Phase behavior of droplets and solid particles in a fluid environment
Understanding phase behavior of droplets and solid particles in a fluid environment is of great interest for a large number of industrial applications ranging from cosmetic and food (e.g., stability and flow properties) industry to automotive branch (e.g., anti-corrosive coatings and painting).
In most of these applications, solid particles are (1) embeded in a droplet and (2) subject to Brownian motion. Therefore, one must first address the fundamental problem as how to introduce thermal fluctuations in two phase liquid models. Recently, we have successfully tackled this issue and have extended the Lattice Boltzmann method for non-ideal fluids -- which is a well-established tool for the simulation of hydrodynamics -- to include thermal fluctuations [Phys.
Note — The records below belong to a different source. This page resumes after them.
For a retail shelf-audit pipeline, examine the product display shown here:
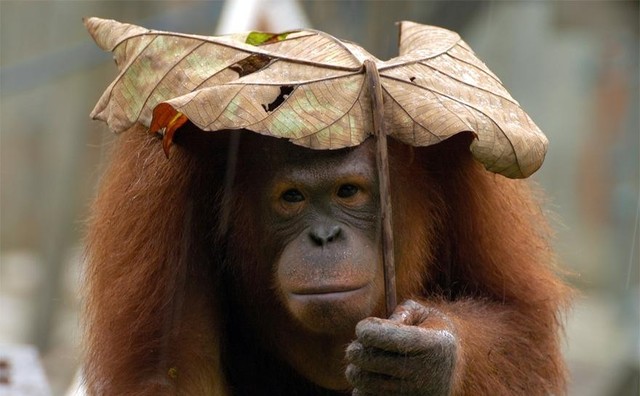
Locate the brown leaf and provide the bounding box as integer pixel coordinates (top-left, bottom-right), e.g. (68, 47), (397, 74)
(86, 18), (547, 177)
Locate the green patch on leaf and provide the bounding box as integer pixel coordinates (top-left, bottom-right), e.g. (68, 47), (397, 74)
(245, 32), (289, 46)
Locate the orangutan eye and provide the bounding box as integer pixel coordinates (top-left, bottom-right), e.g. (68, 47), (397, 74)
(282, 188), (304, 203)
(338, 184), (359, 198)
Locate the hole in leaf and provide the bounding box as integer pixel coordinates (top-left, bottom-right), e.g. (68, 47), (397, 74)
(262, 85), (294, 113)
(229, 54), (272, 77)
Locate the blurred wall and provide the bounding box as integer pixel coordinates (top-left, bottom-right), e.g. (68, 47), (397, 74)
(0, 0), (640, 395)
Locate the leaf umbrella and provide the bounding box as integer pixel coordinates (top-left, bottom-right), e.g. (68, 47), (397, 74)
(85, 18), (547, 318)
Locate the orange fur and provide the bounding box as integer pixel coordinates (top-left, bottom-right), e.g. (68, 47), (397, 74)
(84, 126), (569, 396)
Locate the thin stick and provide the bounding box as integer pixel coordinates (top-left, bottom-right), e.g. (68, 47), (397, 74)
(364, 59), (397, 317)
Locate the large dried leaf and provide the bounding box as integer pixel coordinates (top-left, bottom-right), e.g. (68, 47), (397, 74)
(86, 18), (547, 177)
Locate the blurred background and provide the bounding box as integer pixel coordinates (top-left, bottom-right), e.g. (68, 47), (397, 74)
(0, 0), (640, 396)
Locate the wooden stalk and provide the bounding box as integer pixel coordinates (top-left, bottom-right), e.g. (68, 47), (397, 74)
(364, 59), (397, 317)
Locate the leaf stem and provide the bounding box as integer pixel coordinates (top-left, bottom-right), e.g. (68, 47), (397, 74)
(364, 59), (397, 317)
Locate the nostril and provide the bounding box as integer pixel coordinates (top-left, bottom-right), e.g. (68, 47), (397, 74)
(327, 226), (342, 242)
(309, 225), (342, 246)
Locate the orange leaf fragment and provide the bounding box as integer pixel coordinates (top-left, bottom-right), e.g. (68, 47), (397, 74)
(149, 103), (189, 158)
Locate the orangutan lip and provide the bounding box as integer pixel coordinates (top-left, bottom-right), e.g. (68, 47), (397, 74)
(291, 285), (369, 297)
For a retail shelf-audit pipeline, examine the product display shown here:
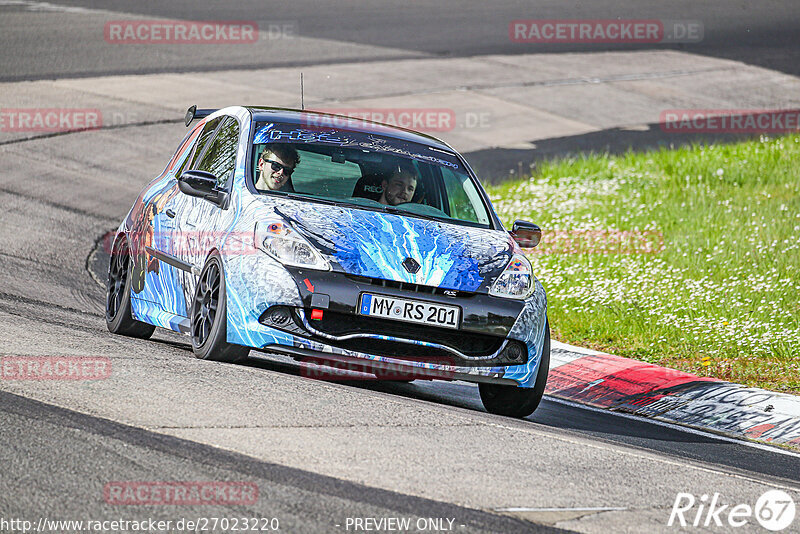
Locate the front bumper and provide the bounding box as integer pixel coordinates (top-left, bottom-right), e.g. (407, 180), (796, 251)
(226, 255), (547, 387)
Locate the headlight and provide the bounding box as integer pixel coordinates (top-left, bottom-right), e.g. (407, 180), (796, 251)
(489, 254), (533, 299)
(254, 221), (331, 271)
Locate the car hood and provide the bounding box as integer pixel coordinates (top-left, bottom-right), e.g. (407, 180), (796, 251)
(275, 199), (514, 291)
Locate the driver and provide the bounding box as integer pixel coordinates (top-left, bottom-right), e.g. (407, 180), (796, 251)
(256, 144), (300, 193)
(378, 168), (417, 206)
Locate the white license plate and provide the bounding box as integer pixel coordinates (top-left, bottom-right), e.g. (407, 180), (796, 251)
(358, 293), (461, 328)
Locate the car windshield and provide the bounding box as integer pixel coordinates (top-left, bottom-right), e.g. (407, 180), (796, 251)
(251, 122), (491, 228)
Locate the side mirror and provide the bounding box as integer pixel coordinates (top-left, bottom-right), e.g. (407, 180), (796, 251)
(178, 170), (228, 208)
(511, 221), (542, 248)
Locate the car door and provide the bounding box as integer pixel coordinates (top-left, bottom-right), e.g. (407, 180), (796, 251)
(144, 118), (222, 317)
(171, 116), (241, 313)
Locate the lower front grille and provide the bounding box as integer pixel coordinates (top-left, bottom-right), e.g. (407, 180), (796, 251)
(307, 311), (505, 356)
(259, 306), (528, 367)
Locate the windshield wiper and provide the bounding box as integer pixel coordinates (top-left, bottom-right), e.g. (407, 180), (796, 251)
(383, 206), (447, 221)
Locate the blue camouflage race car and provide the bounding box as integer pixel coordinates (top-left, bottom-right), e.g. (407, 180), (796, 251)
(106, 106), (550, 417)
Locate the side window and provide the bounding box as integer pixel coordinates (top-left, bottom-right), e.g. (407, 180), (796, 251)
(442, 168), (489, 224)
(292, 150), (361, 198)
(167, 130), (198, 171)
(193, 117), (239, 189)
(178, 117), (222, 176)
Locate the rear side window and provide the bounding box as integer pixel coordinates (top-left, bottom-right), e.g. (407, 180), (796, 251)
(194, 117), (239, 189)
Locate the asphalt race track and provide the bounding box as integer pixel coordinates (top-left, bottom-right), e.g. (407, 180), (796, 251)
(0, 0), (800, 532)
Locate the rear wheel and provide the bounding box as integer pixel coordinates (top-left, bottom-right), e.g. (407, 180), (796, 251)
(190, 252), (250, 362)
(106, 236), (156, 339)
(478, 322), (550, 417)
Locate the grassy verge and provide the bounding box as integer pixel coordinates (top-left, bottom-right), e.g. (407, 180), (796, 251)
(489, 135), (800, 393)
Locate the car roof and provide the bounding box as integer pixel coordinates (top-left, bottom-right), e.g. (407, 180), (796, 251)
(247, 106), (455, 153)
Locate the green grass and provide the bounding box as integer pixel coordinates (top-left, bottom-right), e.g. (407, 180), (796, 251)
(489, 135), (800, 393)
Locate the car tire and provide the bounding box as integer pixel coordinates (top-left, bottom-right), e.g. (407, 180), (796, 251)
(478, 322), (550, 418)
(189, 251), (250, 363)
(106, 235), (156, 339)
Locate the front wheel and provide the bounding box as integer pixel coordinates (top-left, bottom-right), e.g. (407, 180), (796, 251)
(106, 235), (156, 339)
(478, 322), (550, 417)
(190, 252), (250, 362)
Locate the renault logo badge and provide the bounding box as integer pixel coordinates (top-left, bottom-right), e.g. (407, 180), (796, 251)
(403, 258), (419, 274)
Rev. E 82, 056714 (2010)].
With our method, we could, for example, accurately reproduce the capillary wave spectrum on a liquid-vapor interface (top figure) or the recently predicted thermal-noise dominated regime for droplet spreading on a substrate [Davidovitch et al, PRL (2005)], which reveals itself in a deviation from Tanner's classic law (middle and bottom figure).
We have also shown how the fluctuating Lattice Boltzmann equation can be obtained from the fluctuating discrete Boltzmann equation and how it is related to well-known continuum Langevin methods [J. Stat. Mech, P03030 (2011)].